How was your Christmas? I hope you had a special day.
Scrolling through Facebook, it does look as if many of you did. It’s nice seeing the happy family photos and what people are doing during their Christmas break.
This time of year is really hard for some people – I know. I’m one of them. Walking around feeling as if you are on the edge of tears all day is really horrible. To wake up Boxing Day is such a blessed relief, knowing the day is behind me and I don’t have to worry about these feelings for a whole year. So many people are lonely and alone.
2020 has exacerbated these feelings, I’m sure. With parts of Sydney in a partial lockdown and family members having their plans upset with border restrictions, I’ve seen so many of you saying how you can’t wait for 2020 to be over.
I agree with you! As a humans we are ever the optimists aren’t we? But at this moment, I can’t see how 2021 can be much better, can you? “The Virus” is still around, changing people’s plans and life at any given moment. I’m not keen on leaving WA to see my parents and family in SA in case the borders are slammed shut before I have the opportunity to get home.
Does the fact a vaccine might be able to be rolled out give us cause for comfort? I hope so. The thought of being able to roam freely around Australia again is rather appealing! My daughter would be keen to be able to roam around the world, but I fear those days might be a long way off yet.
This year has certainly been a challenging one for me; I know I’m not on my own there. A lesson I learned this year was that I abhor people who backstab, break trust and use people as stepping stones to advance their own career and I refuse to be around these shallow types of people.

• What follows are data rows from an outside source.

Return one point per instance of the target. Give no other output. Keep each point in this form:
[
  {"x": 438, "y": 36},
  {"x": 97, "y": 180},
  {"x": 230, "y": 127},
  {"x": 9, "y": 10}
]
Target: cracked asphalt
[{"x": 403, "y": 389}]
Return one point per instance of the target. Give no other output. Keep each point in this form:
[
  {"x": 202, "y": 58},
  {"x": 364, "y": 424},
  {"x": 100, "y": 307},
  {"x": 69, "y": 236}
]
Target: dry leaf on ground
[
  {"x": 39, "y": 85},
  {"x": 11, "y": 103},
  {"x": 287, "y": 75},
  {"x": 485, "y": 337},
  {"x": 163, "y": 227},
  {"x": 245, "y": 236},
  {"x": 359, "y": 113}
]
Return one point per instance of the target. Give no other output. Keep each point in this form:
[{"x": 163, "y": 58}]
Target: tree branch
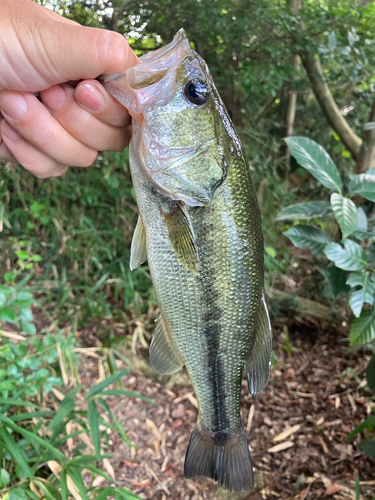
[{"x": 328, "y": 105}]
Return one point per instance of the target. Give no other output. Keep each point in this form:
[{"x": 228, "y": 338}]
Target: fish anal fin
[
  {"x": 221, "y": 456},
  {"x": 181, "y": 237},
  {"x": 163, "y": 357},
  {"x": 138, "y": 251},
  {"x": 258, "y": 362}
]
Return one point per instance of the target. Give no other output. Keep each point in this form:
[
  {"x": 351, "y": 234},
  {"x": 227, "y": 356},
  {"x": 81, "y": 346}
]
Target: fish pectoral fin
[
  {"x": 138, "y": 252},
  {"x": 258, "y": 362},
  {"x": 163, "y": 357},
  {"x": 181, "y": 237}
]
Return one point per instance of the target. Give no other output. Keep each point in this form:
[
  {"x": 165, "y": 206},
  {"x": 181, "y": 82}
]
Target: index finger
[{"x": 92, "y": 96}]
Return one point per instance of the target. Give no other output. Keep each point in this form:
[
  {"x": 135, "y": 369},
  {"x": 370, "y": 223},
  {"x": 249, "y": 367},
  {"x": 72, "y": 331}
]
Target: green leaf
[
  {"x": 8, "y": 315},
  {"x": 17, "y": 402},
  {"x": 99, "y": 472},
  {"x": 367, "y": 424},
  {"x": 129, "y": 394},
  {"x": 370, "y": 374},
  {"x": 362, "y": 220},
  {"x": 363, "y": 185},
  {"x": 43, "y": 487},
  {"x": 357, "y": 488},
  {"x": 305, "y": 211},
  {"x": 67, "y": 405},
  {"x": 105, "y": 383},
  {"x": 308, "y": 236},
  {"x": 94, "y": 424},
  {"x": 346, "y": 214},
  {"x": 77, "y": 480},
  {"x": 316, "y": 160},
  {"x": 336, "y": 281},
  {"x": 4, "y": 478},
  {"x": 16, "y": 494},
  {"x": 365, "y": 294},
  {"x": 84, "y": 460},
  {"x": 350, "y": 258},
  {"x": 64, "y": 485},
  {"x": 368, "y": 447},
  {"x": 14, "y": 450},
  {"x": 31, "y": 437},
  {"x": 118, "y": 426},
  {"x": 29, "y": 415},
  {"x": 21, "y": 254},
  {"x": 362, "y": 329}
]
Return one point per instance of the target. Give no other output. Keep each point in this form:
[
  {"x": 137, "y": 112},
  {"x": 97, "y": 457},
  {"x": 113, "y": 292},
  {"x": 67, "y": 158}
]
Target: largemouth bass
[{"x": 199, "y": 227}]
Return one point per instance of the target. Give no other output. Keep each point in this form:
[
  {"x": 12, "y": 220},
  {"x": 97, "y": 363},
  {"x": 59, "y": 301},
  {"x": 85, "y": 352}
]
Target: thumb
[{"x": 42, "y": 49}]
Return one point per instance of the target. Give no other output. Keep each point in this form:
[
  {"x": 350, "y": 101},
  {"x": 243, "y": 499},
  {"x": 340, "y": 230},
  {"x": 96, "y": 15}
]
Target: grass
[{"x": 81, "y": 224}]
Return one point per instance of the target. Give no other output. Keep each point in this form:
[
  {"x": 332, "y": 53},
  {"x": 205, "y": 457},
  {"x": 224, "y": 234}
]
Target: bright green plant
[
  {"x": 80, "y": 225},
  {"x": 352, "y": 259},
  {"x": 38, "y": 415}
]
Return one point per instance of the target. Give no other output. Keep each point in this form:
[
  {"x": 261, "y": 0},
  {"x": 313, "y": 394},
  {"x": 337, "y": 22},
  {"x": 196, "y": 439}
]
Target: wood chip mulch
[{"x": 296, "y": 428}]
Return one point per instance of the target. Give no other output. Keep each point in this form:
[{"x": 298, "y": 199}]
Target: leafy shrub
[
  {"x": 50, "y": 443},
  {"x": 352, "y": 260}
]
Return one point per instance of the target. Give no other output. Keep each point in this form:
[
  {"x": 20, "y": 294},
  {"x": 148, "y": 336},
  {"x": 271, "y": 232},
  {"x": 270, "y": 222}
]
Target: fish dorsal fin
[
  {"x": 181, "y": 237},
  {"x": 163, "y": 357},
  {"x": 258, "y": 362},
  {"x": 138, "y": 252}
]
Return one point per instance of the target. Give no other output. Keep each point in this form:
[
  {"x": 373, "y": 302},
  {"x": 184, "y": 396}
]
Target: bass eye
[{"x": 196, "y": 92}]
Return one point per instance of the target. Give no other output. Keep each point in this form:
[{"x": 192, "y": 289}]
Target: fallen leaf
[
  {"x": 332, "y": 489},
  {"x": 280, "y": 447},
  {"x": 288, "y": 432}
]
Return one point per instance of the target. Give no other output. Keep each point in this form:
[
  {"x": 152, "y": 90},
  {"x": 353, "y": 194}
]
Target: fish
[{"x": 199, "y": 227}]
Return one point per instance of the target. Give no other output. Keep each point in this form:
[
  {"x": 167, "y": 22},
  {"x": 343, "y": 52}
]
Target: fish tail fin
[{"x": 221, "y": 456}]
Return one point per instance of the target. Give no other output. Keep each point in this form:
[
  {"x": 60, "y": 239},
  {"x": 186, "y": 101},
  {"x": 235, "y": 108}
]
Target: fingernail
[
  {"x": 14, "y": 105},
  {"x": 9, "y": 131},
  {"x": 90, "y": 96},
  {"x": 54, "y": 97}
]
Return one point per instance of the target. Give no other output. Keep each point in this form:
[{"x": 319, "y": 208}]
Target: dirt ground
[{"x": 295, "y": 428}]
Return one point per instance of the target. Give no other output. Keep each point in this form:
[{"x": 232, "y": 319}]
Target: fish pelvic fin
[
  {"x": 223, "y": 457},
  {"x": 182, "y": 237},
  {"x": 138, "y": 251},
  {"x": 163, "y": 357},
  {"x": 258, "y": 362}
]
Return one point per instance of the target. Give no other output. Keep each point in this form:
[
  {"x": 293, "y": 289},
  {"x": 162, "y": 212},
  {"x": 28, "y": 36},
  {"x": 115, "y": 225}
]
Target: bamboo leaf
[
  {"x": 31, "y": 437},
  {"x": 93, "y": 416},
  {"x": 368, "y": 447},
  {"x": 66, "y": 407},
  {"x": 15, "y": 451},
  {"x": 64, "y": 485},
  {"x": 117, "y": 424},
  {"x": 77, "y": 480},
  {"x": 105, "y": 383},
  {"x": 129, "y": 394},
  {"x": 346, "y": 214},
  {"x": 308, "y": 236},
  {"x": 363, "y": 185}
]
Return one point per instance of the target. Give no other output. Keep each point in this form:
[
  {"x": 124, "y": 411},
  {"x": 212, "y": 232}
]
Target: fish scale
[{"x": 200, "y": 221}]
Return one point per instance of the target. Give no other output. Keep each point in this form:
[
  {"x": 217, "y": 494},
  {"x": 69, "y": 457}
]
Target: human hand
[{"x": 39, "y": 51}]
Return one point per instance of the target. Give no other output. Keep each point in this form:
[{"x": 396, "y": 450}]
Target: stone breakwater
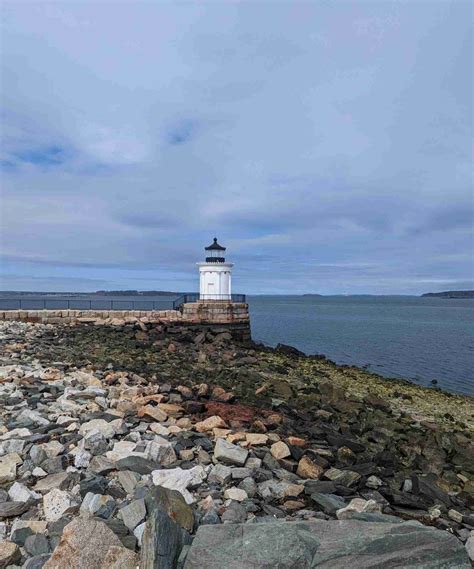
[{"x": 142, "y": 445}]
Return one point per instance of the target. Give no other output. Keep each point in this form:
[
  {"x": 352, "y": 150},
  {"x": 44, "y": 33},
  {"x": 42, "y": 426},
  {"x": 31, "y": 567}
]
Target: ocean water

So how to overcome these feelings? Well, I’m staying away from social media for a while. I’m immersing myself in friends, books, music and words. I’m talking to my family a lot on the phone and I’m hanging out with kids and dogs. Long walks on the beach, meditation and writing in my journal. These things help keep me grounded and grateful. And while feelings often threaten to overwhelm me, I know I have to bring myself back to the moment. To the here and now and remember what I’m grateful for.
Perhaps one of the biggest things I’m grateful for right now, is the fact my daughter isn’t in the UK. She’s tucked up in my house where she’s safe! And the fact I have people who love me, a career and a readership (for which I am ever grateful for you all for allowing me to have these) and food and a roof over my head.
I’ve realised this year, it’s the simple which matter. Family and friends. Conversations that mean something, laughing with my kids and sitting on the patio with a wine and patting my dog. I’m a simple person and love simple things.
I hope the end of this year is peaceful for you and that as we put our toe into 2021, that there is cause for optimism and hope.